Signed-off-by: Nadia Pinaeva &lt;n.m.pinaeva@gmail.com&gt;
diff --git a/go-controller/pkg/node/bridgeconfig/bridgeflows.go b/go-controller/pkg/node/bridgeconfig/bridgeflows.go
@@ -14,14 +14,35 @@ import (
 	"github.com/ovn-org/ovn-kubernetes/go-controller/pkg/util"
 )
 
-func FlowsForDefaultBridge(bridge *BridgeConfiguration, extraIPs []net.IP) ([]string, error) {
+func (b *BridgeConfiguration) DefaultBridgeFlows(hostSubnets []*net.IPNet, extraIPs []net.IP) ([]string, error) {
+	b.Mutex.Lock()
+	defer b.Mutex.Unlock()
+	dftFlows, err := b.flowsForDefaultBridge(extraIPs)
+	if err != nil {
+		return nil, err
+	}
+	dftCommonFlows, err := b.commonFlows(hostSubnets)
+	if err != nil {
+		return nil, err
+	}
+	return append(dftFlows, dftCommonFlows...), nil
+}
+
+func (b *BridgeConfiguration) ExternalBridgeFlows(hostSubnets []*net.IPNet) ([]string, error) {
+	b.Mutex.Lock()
+	defer b.Mutex.Unlock()
+	return b.commonFlows(hostSubnets)
+}
+
+// must be called with bridge.mutex held
+func (b *BridgeConfiguration) flowsForDefaultBridge(extraIPs []net.IP) ([]string, error) {
 	// CAUTION: when adding new flows where the in_port is ofPortPatch and the out_port is ofPortPhys, ensure
 	// that dl_src is included in match criteria!
 
-	ofPortPhys := bridge.OfPortPhys
-	bridgeMacAddress := bridge.MacAddress.String()
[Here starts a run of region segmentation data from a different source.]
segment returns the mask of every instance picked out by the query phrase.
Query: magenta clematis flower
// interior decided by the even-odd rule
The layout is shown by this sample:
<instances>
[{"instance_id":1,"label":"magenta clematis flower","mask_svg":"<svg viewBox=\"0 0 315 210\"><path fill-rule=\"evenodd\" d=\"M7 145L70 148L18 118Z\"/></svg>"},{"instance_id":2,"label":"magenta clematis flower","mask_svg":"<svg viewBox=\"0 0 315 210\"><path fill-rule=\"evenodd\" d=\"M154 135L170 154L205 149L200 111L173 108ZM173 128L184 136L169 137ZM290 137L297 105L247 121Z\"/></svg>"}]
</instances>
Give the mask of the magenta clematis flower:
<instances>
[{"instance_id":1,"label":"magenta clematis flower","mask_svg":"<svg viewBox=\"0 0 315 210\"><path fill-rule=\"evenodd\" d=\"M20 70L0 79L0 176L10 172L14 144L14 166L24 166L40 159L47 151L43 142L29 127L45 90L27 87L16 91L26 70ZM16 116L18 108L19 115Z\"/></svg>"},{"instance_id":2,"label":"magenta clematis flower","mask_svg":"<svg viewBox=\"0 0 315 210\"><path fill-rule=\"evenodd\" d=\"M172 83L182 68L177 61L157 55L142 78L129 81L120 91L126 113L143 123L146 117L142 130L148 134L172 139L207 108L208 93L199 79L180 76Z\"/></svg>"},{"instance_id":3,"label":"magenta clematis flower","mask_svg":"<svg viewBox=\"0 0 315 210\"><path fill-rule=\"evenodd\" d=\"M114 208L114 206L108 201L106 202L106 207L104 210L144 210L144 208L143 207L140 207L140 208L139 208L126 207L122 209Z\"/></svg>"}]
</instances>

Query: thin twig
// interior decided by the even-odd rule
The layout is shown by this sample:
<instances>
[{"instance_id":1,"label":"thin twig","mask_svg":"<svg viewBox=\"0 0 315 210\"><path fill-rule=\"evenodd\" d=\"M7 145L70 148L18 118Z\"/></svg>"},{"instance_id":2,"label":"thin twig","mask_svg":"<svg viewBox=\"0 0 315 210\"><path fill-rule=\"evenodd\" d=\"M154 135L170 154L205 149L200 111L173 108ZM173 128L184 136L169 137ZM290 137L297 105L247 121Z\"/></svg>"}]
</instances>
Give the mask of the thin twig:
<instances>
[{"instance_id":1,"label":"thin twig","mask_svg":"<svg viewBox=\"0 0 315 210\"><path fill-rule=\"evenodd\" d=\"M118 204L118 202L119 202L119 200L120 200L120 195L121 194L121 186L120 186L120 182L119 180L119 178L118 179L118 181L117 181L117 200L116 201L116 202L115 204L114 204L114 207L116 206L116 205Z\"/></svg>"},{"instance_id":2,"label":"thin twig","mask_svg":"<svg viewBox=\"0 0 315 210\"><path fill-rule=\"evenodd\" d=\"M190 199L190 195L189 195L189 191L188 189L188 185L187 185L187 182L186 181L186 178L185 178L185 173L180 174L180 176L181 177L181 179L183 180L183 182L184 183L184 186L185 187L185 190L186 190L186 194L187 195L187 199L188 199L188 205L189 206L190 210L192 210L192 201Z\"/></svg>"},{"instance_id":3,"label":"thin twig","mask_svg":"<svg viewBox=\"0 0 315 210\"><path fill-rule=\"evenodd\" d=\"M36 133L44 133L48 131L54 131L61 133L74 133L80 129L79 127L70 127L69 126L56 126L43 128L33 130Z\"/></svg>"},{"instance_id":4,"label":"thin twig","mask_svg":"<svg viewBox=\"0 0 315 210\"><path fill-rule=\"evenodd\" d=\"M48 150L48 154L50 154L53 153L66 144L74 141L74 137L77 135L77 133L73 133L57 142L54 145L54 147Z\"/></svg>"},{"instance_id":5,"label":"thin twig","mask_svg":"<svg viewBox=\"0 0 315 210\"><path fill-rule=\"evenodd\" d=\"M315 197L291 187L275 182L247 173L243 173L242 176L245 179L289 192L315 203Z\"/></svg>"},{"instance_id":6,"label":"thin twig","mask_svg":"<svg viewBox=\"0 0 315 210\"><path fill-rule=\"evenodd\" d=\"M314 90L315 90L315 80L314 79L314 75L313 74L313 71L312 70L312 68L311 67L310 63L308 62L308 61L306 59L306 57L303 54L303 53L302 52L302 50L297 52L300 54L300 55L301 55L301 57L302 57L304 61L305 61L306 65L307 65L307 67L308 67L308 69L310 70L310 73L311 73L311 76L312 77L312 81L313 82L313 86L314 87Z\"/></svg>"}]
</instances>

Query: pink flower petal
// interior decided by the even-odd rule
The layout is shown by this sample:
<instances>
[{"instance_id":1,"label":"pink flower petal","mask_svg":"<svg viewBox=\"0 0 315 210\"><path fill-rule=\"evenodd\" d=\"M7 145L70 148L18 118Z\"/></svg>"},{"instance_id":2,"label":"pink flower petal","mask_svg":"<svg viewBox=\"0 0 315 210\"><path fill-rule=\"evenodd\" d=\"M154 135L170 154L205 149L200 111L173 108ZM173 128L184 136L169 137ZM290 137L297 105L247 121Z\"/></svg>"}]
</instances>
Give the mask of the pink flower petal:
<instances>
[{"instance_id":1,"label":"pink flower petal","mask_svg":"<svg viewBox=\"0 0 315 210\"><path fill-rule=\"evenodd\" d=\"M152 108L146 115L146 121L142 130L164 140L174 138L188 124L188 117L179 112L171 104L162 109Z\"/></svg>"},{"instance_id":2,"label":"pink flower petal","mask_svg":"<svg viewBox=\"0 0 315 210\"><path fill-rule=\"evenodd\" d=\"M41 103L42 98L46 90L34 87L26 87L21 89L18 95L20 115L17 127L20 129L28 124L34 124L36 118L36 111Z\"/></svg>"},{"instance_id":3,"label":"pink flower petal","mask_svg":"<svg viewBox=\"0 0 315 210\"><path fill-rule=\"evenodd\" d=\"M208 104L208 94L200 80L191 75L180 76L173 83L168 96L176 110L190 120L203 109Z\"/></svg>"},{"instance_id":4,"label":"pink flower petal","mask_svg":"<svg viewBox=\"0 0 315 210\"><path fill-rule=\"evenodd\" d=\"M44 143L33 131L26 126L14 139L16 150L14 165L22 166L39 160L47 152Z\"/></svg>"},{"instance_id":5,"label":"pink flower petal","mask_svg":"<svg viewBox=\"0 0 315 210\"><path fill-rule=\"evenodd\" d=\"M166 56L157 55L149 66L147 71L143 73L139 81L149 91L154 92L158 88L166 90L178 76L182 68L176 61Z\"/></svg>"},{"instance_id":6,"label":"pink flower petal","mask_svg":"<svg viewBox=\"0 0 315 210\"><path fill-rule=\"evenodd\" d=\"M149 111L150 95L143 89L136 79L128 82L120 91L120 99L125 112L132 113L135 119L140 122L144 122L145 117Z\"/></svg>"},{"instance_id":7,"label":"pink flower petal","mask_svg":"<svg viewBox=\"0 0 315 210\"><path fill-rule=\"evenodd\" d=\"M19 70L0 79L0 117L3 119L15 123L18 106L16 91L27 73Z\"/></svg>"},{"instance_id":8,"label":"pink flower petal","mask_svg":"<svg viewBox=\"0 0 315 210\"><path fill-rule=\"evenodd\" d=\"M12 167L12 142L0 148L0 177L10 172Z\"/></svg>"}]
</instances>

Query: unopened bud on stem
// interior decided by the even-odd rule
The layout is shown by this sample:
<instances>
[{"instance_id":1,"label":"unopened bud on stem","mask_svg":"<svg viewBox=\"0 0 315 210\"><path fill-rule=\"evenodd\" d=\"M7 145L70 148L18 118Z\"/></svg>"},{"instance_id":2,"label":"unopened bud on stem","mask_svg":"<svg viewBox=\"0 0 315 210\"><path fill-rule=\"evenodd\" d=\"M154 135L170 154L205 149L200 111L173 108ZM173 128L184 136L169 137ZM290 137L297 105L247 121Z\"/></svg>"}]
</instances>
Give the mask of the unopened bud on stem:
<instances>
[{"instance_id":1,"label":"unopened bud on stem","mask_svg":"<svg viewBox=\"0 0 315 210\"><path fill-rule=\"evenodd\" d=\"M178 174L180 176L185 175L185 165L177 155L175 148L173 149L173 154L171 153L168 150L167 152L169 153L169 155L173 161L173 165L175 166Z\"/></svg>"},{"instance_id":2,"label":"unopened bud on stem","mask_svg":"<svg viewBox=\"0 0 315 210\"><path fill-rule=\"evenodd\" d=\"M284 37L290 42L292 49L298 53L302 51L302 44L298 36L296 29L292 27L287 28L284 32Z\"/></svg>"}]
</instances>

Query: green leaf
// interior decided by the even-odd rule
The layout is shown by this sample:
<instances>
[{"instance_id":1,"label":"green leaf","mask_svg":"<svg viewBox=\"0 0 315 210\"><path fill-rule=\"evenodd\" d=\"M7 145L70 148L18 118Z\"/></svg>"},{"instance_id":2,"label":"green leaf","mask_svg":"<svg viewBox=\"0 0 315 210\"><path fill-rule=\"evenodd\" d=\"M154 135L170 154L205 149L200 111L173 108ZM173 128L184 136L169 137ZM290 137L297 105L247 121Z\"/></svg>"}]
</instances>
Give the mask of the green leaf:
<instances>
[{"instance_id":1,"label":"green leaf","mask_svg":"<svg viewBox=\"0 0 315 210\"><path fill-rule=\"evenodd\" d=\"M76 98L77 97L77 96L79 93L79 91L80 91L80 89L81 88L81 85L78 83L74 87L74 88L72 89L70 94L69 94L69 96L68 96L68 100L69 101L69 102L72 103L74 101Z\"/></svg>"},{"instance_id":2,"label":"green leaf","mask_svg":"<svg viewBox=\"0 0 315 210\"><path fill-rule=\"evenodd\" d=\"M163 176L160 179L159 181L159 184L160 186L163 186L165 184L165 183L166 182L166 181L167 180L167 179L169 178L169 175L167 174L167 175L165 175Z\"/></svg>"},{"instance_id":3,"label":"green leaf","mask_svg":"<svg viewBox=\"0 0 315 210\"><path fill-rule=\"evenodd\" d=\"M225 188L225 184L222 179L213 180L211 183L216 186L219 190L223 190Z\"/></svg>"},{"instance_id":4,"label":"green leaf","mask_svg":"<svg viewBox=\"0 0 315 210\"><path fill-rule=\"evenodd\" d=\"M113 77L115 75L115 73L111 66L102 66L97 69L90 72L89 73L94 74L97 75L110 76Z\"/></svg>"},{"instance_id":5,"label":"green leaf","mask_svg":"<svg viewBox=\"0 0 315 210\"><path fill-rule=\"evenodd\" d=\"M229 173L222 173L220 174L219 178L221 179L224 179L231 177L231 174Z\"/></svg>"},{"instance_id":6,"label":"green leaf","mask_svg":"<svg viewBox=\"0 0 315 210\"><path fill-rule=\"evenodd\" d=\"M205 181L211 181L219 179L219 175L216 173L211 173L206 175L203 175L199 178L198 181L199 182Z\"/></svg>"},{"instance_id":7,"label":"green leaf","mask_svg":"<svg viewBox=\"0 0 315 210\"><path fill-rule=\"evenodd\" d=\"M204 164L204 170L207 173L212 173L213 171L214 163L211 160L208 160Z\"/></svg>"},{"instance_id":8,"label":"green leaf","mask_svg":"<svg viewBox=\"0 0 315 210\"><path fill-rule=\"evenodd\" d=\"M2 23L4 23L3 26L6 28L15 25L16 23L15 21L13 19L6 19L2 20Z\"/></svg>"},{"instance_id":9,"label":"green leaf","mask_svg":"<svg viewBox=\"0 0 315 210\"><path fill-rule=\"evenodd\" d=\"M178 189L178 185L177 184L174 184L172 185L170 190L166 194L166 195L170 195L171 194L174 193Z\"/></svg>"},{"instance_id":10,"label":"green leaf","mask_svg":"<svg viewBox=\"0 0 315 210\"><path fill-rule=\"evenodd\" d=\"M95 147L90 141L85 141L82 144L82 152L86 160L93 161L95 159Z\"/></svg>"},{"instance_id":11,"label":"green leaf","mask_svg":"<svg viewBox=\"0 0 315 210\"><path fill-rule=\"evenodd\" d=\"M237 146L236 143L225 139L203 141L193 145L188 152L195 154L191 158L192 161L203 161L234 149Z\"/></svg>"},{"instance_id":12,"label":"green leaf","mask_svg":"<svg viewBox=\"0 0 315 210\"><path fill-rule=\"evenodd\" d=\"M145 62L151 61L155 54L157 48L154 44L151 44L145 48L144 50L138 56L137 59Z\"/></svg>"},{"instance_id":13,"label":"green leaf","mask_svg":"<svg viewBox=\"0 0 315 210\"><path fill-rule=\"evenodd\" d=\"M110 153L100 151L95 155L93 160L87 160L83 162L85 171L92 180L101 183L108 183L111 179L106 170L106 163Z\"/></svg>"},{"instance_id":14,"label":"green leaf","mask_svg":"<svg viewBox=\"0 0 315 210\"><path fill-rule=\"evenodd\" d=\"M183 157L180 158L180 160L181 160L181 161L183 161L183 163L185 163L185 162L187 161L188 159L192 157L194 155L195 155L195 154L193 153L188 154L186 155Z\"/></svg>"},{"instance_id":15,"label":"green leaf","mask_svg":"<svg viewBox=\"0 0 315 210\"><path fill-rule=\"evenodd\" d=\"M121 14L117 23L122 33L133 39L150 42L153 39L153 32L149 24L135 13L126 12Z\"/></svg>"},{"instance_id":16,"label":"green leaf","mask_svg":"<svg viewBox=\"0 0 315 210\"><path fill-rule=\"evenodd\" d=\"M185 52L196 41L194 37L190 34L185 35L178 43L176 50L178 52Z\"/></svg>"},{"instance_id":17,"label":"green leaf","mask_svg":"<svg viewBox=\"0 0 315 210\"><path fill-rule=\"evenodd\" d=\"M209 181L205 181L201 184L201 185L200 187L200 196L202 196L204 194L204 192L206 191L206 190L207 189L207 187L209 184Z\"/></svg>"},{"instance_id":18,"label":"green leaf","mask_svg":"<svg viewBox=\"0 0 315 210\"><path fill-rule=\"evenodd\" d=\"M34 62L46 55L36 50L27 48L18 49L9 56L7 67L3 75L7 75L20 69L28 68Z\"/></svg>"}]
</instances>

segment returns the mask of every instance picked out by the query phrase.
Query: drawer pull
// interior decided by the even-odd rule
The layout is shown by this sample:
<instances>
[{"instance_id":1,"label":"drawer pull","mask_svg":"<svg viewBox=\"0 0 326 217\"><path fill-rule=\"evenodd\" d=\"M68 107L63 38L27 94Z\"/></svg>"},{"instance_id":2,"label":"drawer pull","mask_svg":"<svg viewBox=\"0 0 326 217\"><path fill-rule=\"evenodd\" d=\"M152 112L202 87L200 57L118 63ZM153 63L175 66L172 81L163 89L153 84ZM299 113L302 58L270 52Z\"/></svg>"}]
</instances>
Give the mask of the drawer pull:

-	ofPortHost := bridge.OfPortHost
-	bridgeIPs := bridge.Ips
+	ofPortPhys := b.OfPortPhys
+	bridgeMacAddress := b.MacAddress.String()
+	ofPortHost := b.OfPortHost
+	bridgeIPs := b.Ips
 
 	var dftFlows []string
 	// 14 bytes of overhead for ethernet header (does not include VLAN)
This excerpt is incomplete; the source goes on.